EPF launch conference kick-off was one of EPF’s best-attended meetings to date – a fact that highlights the level of importance that stakeholders attach to the concept of patient empowerment.
In our lives we expect – indeed demand – to have a say in the way services are delivered. If we engage an architect, we take into account their expertise but we expect them to deliver what we want from a building – not just what they want to give us. This is what we should expect from healthcare systems as well.

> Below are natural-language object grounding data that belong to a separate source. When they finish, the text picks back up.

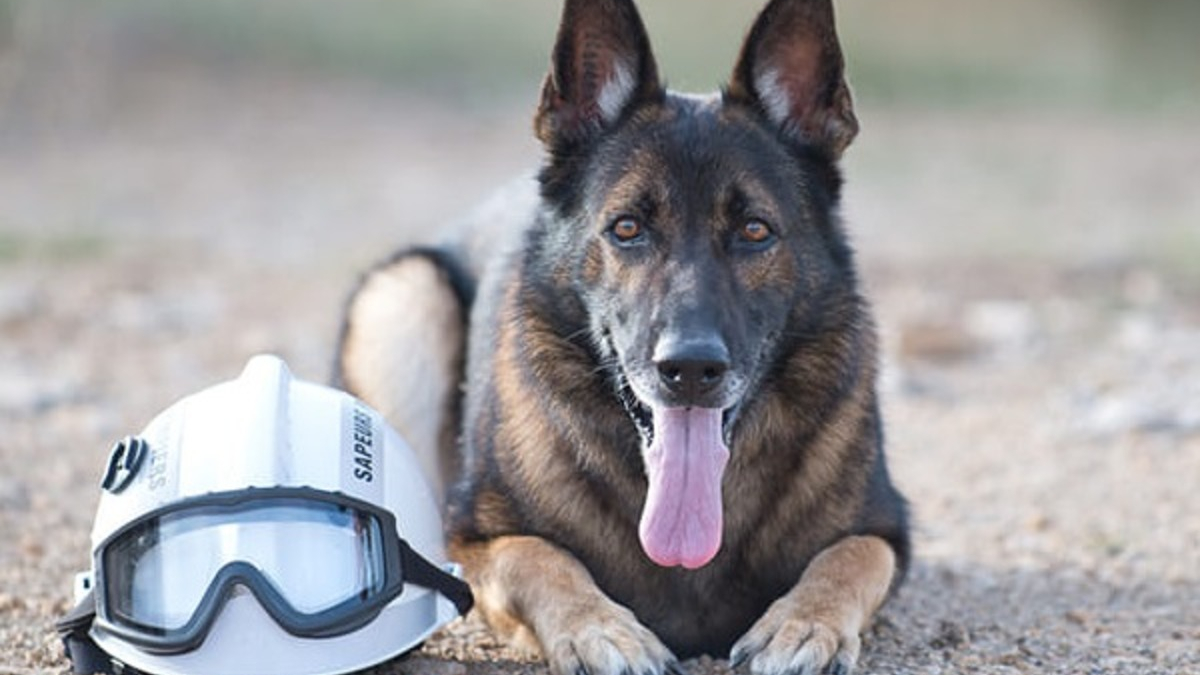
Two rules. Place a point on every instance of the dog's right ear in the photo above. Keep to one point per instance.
(600, 66)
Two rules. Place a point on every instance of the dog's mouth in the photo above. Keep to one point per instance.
(684, 451)
(643, 419)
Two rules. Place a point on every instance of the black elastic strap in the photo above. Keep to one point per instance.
(424, 573)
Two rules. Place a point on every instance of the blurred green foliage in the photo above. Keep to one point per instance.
(1120, 54)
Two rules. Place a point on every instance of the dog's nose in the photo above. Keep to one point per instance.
(691, 369)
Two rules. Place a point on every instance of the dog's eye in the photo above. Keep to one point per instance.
(627, 231)
(755, 232)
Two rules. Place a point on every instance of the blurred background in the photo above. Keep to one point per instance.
(185, 184)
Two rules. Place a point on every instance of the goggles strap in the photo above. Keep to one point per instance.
(82, 651)
(424, 573)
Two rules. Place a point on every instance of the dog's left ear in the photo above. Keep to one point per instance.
(791, 69)
(601, 64)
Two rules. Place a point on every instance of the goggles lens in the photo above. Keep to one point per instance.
(313, 555)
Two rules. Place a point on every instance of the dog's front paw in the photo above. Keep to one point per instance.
(796, 643)
(604, 638)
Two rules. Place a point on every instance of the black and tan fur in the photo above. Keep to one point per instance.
(563, 333)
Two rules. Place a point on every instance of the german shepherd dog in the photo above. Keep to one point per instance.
(649, 375)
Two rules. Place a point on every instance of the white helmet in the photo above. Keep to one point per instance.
(263, 526)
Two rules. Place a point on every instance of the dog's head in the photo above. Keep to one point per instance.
(699, 232)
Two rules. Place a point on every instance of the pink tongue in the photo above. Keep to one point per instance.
(682, 518)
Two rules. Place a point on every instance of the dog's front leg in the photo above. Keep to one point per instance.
(815, 627)
(526, 584)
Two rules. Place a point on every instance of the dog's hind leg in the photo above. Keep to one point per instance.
(402, 347)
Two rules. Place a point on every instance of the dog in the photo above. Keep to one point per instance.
(647, 378)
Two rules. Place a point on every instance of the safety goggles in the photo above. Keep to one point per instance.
(321, 563)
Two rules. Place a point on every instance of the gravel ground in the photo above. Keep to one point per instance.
(1035, 276)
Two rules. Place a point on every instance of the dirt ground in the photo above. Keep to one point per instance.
(1035, 278)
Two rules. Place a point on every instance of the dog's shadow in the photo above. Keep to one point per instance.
(954, 617)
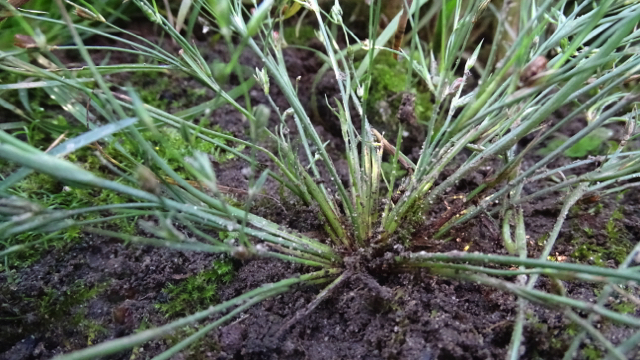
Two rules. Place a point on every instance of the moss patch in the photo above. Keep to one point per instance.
(198, 291)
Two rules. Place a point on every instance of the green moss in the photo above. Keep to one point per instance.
(196, 292)
(591, 353)
(625, 307)
(301, 37)
(388, 80)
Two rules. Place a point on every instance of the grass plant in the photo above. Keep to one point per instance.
(590, 60)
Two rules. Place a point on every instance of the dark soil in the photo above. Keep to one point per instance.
(396, 316)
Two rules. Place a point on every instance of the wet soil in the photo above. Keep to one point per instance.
(399, 315)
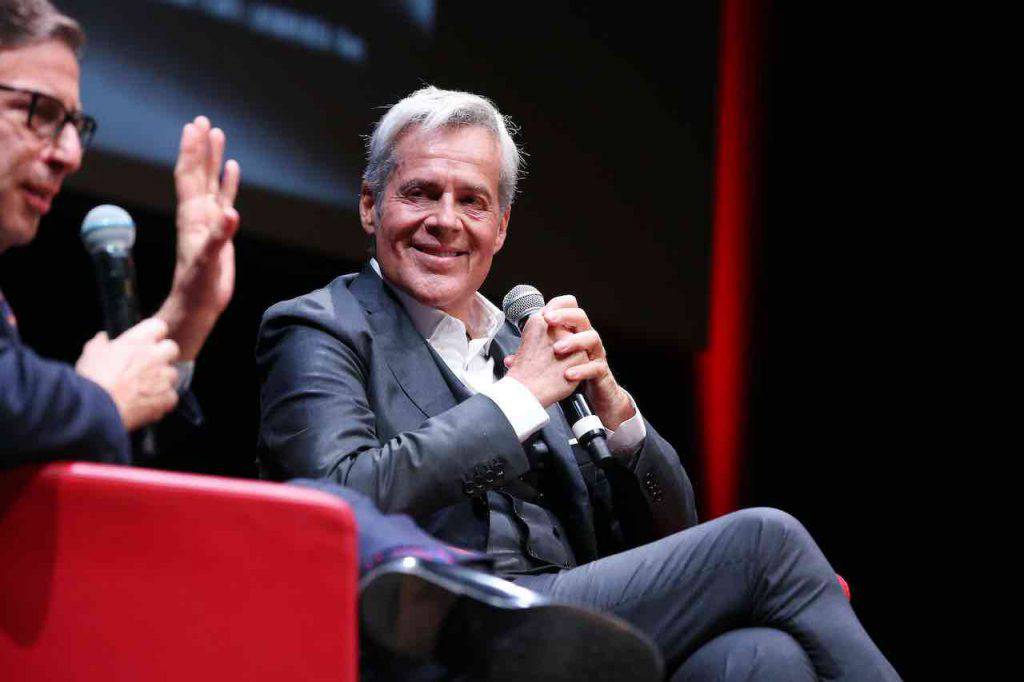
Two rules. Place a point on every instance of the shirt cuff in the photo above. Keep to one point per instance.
(185, 371)
(629, 437)
(524, 412)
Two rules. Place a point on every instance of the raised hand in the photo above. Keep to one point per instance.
(207, 220)
(135, 370)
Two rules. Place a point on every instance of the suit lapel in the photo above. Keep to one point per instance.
(407, 353)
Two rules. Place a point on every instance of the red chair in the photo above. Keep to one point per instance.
(111, 572)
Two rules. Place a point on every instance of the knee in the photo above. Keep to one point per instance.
(772, 524)
(749, 653)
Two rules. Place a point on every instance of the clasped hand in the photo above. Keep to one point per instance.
(559, 349)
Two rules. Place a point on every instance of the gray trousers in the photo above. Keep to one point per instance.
(748, 596)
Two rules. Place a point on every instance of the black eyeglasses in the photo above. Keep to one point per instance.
(48, 116)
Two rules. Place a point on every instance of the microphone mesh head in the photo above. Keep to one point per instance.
(521, 301)
(107, 226)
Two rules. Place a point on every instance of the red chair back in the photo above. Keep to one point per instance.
(112, 572)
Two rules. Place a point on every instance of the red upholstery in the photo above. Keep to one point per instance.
(117, 573)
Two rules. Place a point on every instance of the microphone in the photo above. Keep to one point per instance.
(521, 302)
(109, 235)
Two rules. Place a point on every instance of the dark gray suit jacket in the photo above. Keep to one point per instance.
(351, 392)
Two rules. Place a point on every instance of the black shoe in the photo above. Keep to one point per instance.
(489, 629)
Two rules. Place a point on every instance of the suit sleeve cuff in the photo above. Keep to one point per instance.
(629, 437)
(522, 410)
(185, 371)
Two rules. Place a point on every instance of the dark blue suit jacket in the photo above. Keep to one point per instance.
(351, 392)
(48, 412)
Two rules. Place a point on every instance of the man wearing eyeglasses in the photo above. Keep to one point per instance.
(49, 410)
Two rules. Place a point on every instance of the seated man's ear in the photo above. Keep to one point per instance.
(368, 216)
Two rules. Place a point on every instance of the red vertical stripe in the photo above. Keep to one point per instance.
(723, 366)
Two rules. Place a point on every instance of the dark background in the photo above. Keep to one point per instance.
(617, 114)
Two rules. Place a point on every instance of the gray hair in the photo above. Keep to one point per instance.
(29, 22)
(431, 109)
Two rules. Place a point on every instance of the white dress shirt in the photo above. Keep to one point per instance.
(466, 353)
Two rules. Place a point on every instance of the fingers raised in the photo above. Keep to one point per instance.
(215, 155)
(229, 184)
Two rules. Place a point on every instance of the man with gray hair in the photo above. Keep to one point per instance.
(404, 383)
(50, 411)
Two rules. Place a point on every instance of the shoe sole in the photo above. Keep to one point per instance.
(422, 615)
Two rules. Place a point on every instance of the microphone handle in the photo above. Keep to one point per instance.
(588, 428)
(116, 278)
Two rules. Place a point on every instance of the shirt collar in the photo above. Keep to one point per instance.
(485, 318)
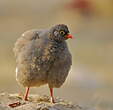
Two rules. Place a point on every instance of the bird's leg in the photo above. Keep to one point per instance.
(26, 94)
(51, 93)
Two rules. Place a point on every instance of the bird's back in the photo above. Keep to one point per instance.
(40, 60)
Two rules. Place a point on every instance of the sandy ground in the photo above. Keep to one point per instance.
(35, 102)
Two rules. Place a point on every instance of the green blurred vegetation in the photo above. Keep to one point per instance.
(90, 81)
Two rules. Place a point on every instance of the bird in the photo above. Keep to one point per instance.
(43, 57)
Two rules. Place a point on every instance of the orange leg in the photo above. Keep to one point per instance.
(52, 97)
(26, 94)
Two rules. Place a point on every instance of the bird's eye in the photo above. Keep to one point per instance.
(62, 32)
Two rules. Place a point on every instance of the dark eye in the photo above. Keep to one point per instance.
(62, 32)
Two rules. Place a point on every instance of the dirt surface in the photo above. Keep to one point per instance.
(35, 103)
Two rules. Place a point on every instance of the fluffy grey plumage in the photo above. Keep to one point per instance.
(42, 57)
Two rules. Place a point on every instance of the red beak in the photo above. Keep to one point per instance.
(69, 36)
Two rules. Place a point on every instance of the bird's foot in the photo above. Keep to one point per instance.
(52, 100)
(14, 104)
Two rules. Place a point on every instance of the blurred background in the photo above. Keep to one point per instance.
(90, 82)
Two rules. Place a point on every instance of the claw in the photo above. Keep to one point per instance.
(14, 104)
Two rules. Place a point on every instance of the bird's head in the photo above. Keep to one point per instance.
(59, 33)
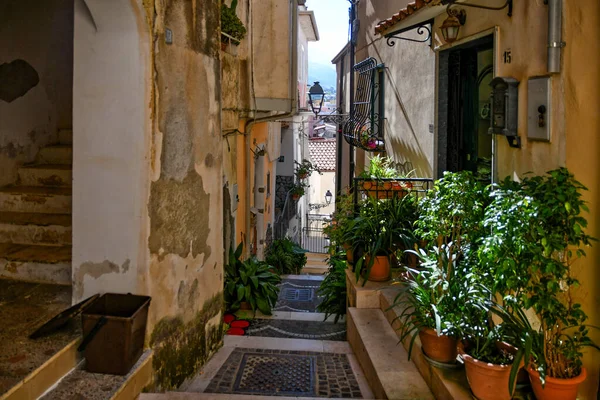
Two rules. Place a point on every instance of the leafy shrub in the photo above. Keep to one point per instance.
(286, 256)
(250, 281)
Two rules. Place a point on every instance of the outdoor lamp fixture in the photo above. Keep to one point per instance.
(328, 196)
(451, 26)
(457, 18)
(316, 95)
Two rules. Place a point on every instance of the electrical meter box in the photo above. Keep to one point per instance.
(538, 108)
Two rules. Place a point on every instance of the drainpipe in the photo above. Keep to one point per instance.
(555, 43)
(253, 121)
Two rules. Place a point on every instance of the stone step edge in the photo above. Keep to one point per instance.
(139, 379)
(382, 359)
(444, 383)
(45, 376)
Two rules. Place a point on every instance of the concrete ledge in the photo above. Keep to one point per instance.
(383, 360)
(44, 377)
(445, 384)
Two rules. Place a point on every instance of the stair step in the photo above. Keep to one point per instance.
(35, 228)
(55, 154)
(57, 175)
(216, 396)
(65, 136)
(32, 263)
(32, 199)
(80, 384)
(29, 367)
(385, 362)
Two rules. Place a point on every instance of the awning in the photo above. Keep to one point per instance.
(414, 14)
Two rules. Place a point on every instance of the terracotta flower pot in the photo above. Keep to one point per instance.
(438, 348)
(349, 252)
(555, 389)
(380, 271)
(487, 381)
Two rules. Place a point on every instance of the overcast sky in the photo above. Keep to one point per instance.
(332, 22)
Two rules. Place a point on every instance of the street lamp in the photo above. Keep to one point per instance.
(316, 95)
(328, 196)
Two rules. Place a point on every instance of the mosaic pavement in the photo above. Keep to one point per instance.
(298, 296)
(286, 373)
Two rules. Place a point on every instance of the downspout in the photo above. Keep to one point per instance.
(555, 43)
(253, 121)
(351, 94)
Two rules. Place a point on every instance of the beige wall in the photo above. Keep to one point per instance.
(43, 37)
(575, 123)
(581, 72)
(409, 88)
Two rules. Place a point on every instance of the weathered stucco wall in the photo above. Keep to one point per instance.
(582, 126)
(112, 125)
(574, 135)
(185, 209)
(409, 87)
(36, 75)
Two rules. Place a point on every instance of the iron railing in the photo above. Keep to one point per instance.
(390, 187)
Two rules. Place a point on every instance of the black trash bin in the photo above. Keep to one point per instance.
(114, 329)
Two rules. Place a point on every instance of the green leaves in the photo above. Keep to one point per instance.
(249, 281)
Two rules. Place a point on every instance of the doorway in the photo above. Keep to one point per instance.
(464, 91)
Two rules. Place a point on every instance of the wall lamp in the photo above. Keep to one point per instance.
(316, 95)
(457, 17)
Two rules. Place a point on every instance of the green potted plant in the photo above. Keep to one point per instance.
(304, 169)
(537, 250)
(250, 281)
(431, 301)
(450, 218)
(384, 168)
(286, 256)
(231, 24)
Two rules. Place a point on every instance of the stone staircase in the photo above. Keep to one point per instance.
(35, 217)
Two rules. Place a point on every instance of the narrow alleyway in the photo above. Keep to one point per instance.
(293, 353)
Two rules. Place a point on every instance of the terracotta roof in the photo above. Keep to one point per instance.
(322, 154)
(402, 14)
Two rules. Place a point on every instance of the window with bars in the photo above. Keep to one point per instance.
(365, 126)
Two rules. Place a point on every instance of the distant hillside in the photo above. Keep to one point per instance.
(323, 73)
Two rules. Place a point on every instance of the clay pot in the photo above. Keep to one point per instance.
(349, 252)
(487, 381)
(555, 389)
(380, 271)
(438, 348)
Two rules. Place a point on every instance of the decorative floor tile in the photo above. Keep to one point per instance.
(286, 373)
(298, 295)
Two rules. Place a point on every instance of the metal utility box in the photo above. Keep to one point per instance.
(539, 108)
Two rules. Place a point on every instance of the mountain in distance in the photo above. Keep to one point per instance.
(324, 73)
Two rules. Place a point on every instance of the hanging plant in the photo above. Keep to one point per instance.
(230, 23)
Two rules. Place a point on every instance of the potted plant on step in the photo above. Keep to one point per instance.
(249, 281)
(383, 178)
(541, 246)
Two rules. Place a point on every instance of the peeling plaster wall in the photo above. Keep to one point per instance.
(186, 195)
(43, 38)
(111, 123)
(409, 88)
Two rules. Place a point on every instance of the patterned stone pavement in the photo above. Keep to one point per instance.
(298, 295)
(286, 373)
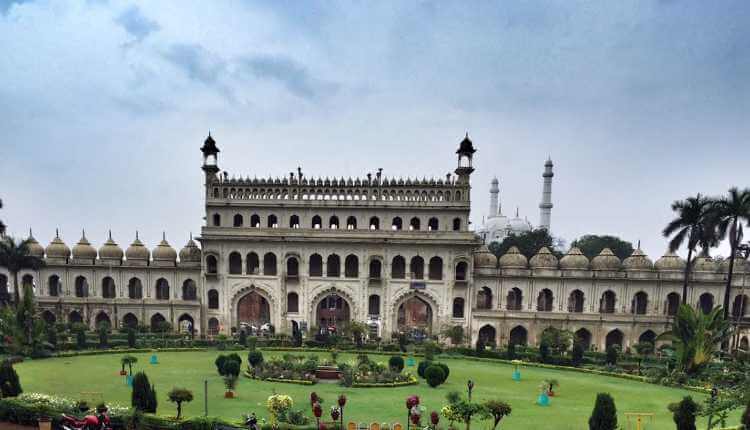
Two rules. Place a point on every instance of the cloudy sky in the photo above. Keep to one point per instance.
(104, 104)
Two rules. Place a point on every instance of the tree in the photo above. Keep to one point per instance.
(692, 227)
(15, 257)
(10, 385)
(455, 333)
(604, 415)
(695, 336)
(592, 244)
(143, 397)
(528, 243)
(684, 412)
(180, 395)
(730, 212)
(495, 409)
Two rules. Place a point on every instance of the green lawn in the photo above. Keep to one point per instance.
(568, 410)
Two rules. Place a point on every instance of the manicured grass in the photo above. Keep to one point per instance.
(569, 409)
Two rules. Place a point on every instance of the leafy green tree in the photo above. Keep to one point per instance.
(695, 336)
(180, 396)
(684, 412)
(604, 415)
(15, 256)
(528, 243)
(496, 410)
(730, 213)
(10, 386)
(692, 226)
(592, 244)
(143, 397)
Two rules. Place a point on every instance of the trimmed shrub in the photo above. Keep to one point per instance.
(683, 413)
(434, 375)
(254, 357)
(143, 397)
(423, 365)
(604, 415)
(396, 363)
(10, 386)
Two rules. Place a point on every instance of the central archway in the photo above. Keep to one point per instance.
(253, 310)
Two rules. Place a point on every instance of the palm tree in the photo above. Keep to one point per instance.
(15, 257)
(694, 225)
(695, 336)
(730, 213)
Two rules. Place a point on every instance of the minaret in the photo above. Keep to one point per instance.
(545, 207)
(494, 198)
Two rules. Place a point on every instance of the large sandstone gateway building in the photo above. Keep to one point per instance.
(308, 254)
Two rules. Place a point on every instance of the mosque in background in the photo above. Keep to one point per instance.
(306, 254)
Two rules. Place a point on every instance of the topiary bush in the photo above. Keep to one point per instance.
(604, 415)
(434, 375)
(396, 363)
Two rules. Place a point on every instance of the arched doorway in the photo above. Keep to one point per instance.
(518, 336)
(332, 311)
(253, 311)
(487, 335)
(414, 317)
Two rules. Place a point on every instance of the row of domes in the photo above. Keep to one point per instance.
(110, 251)
(606, 260)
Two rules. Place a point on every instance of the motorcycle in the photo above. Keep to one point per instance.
(89, 422)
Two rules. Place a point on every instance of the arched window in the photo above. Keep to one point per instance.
(456, 223)
(108, 288)
(269, 264)
(414, 224)
(316, 265)
(213, 299)
(607, 303)
(544, 301)
(292, 267)
(639, 306)
(396, 224)
(211, 264)
(461, 269)
(458, 307)
(514, 302)
(575, 301)
(484, 298)
(432, 224)
(235, 263)
(82, 287)
(253, 264)
(373, 305)
(333, 269)
(255, 221)
(53, 286)
(435, 270)
(162, 289)
(292, 303)
(416, 267)
(189, 290)
(398, 267)
(135, 289)
(706, 302)
(673, 302)
(375, 269)
(351, 266)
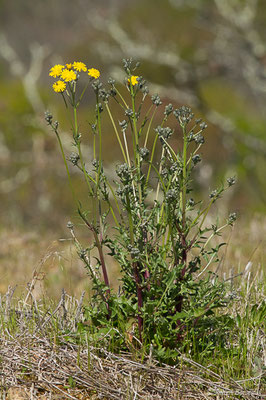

With the technological change we have witnessed in recent years, taking direct control of other areas of our lives has become natural. Take, for example, television: we used to watch what we were given, at the time of the broadcaster’s choosing. This is no longer the case. We can now watch what we want, when we want. We use social media to interact with others about programmes and we can even influence the outcomes of programmes. We are no longer passive consumers. This is the level of co-decision making we should expect from healthcare systems.
With the launch of EPF’s campaign, we have seen that there is a significant level of motivation within the patient community – and among other stakeholders. We also know that we have an external environment pre-disposed to the concept of patient empowerment. But what about the political environment?
I would argue that the time is right here as well. We have seen a Copernican revolution in Brussels over the past few months. Decision-making has become more political and more top-down than we have ever seen before. What happens at national and Brussels level has become more intertwined. The impact of events in one member state can be seen in other countries – think Brexit or Grexit. This combination provides the patient community with a perfect opportunity to set the agenda – their agenda – both in Brussels and at national level.
Patients have achieved so much over the past few years: they have made their voice heard and they have secured a seat at the table. Now comes the opportunity to make sure patients’ needs are at the centre of the healthcare systems that patients themselves co-design. Now is the time to win the argument for patient empowerment.